Electric lock options

Abloy UK offers a selection of compliant electric locks that are ideal for panic and escape doors. Our range includes motor and solenoid electric locks - which are the most effective forms of electric locking – and also electric strikes.

Spearheading the range is the Abloy EL560 solenoid lock, which works by controlling either the latch or the handle, and the Abloy EL520 motorised lock that works by motorising the bolt back once a proximity card is presented or a request to exit device is used.

Packages that include cylinders, door closers, concealed door loop and handle sets are also available to offer a complete compliant, cost-effective and energy efficient solution, that maintains a high level of security whilst allowing for easy access and egress from a building.

Escape Door System

Going one step further towards a digital access solution, the innovative Escape Door System (EDS) from Abloy UK offers easy access and egress while ensuring compliance, security and the ability to implement dynamic lockdown procedures.

With the EDS, it is possible to provide a compliant solution for an escape door when read-in / read-out access control is specified, combining the three components required for BS EN 13637.

These elements must be tested and certified together as a package to ensure compliance and safety; Blocking, Control and Trigger.

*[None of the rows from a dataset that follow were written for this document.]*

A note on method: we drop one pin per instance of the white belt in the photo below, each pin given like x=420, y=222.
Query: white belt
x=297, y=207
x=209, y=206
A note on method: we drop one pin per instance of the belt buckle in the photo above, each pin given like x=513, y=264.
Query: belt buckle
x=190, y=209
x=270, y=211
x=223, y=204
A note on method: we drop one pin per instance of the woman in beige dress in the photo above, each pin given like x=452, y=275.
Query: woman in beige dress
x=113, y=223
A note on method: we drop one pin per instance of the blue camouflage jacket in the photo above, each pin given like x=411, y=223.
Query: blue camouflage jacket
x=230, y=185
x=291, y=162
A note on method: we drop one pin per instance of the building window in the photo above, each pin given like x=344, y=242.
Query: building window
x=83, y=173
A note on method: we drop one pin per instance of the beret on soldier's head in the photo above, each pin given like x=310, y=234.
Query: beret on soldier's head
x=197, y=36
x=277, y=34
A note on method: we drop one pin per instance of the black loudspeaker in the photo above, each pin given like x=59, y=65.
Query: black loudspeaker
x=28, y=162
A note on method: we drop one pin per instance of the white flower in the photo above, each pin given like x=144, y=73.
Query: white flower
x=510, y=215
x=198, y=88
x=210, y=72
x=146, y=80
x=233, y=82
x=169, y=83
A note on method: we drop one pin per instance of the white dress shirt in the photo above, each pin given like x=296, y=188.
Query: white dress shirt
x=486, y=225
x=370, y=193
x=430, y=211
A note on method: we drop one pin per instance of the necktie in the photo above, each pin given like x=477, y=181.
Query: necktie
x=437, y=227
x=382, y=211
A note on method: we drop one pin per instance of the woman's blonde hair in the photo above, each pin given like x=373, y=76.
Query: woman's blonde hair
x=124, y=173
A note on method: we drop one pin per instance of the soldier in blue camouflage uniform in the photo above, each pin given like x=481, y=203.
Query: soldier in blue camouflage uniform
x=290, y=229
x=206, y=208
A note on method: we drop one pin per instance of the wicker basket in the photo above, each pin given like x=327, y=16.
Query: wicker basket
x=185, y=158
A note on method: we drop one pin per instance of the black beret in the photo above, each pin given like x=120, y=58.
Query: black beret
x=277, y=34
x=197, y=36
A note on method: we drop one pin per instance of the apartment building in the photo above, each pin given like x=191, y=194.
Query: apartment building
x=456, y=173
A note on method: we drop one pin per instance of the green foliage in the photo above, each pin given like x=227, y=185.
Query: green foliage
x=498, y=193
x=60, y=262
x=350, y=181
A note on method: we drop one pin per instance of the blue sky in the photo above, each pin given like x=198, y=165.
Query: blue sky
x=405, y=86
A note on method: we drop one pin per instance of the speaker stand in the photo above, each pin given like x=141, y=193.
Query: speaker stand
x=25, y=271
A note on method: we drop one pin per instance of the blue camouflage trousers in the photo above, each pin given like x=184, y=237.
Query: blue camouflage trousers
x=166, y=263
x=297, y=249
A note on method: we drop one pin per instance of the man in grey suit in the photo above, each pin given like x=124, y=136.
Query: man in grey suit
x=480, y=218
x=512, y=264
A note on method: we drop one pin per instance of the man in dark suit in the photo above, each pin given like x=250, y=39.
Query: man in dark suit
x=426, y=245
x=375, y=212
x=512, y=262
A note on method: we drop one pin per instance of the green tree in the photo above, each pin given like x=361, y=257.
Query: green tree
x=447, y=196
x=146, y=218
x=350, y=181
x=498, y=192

Blocking is provided by a fail-unlocked locking element that does not require any mechanical input to operate.

The Intelligent Control within the EDS allows connection to fire alarm systems or other building control systems to ensure escape in an emergency, and the Trigger unit incorporates a key-switch and a push button that tells the controller to release the locking mechanism to allow safe escape.

The EDS also helps organisations achieve dynamic lockdown, allowing specific zones that may be at risk within a building to be cordoned off, while still allowing escape. 


The E100 Wireless Aperio Escutcheon is another innovative access control solution from Abloy UK, offering protection against fire, smoke, and attack. When tested as part of a compliant doorset, it meets standards BS EN 1634-1 to restrict the development and spread of a fire and protect escape, BS EN 179 for emergency exit devices, as well as PAS 24 to resist attack from an opportunist burglar.

The E100 utilises RFID and BLE technology, and can be easily integrated into any access control system to secure doors without the need for cables. It can be used with all mortise locks in wooden, steel and tubular-frame doors.

A popular choice for internal doors receiving medium to high traffic, the E100  offers a convenient combination of free exit from the inside with automatic locking on closure from outside.

As well as being quick and easy to install, The E100 is a cost-effective solution, using standard batteries rather than constant power from a mains connection demanded by wired access doors.

Help is on hand

With so many standards to factor in, specifying a compliant access control solution can seem like a challenging task, but help is on hand. The Abloy Academy and Digital Access Solutions Academy offer free courses on a wide range of topics, including emergency and panic escape compliance.

The Foundations and Foundations Plus courses are designed to train installers, security managers, end users and specifiers, giving them the skills and knowledge to ensure maximum safety and security while helping to save lives in an emergency.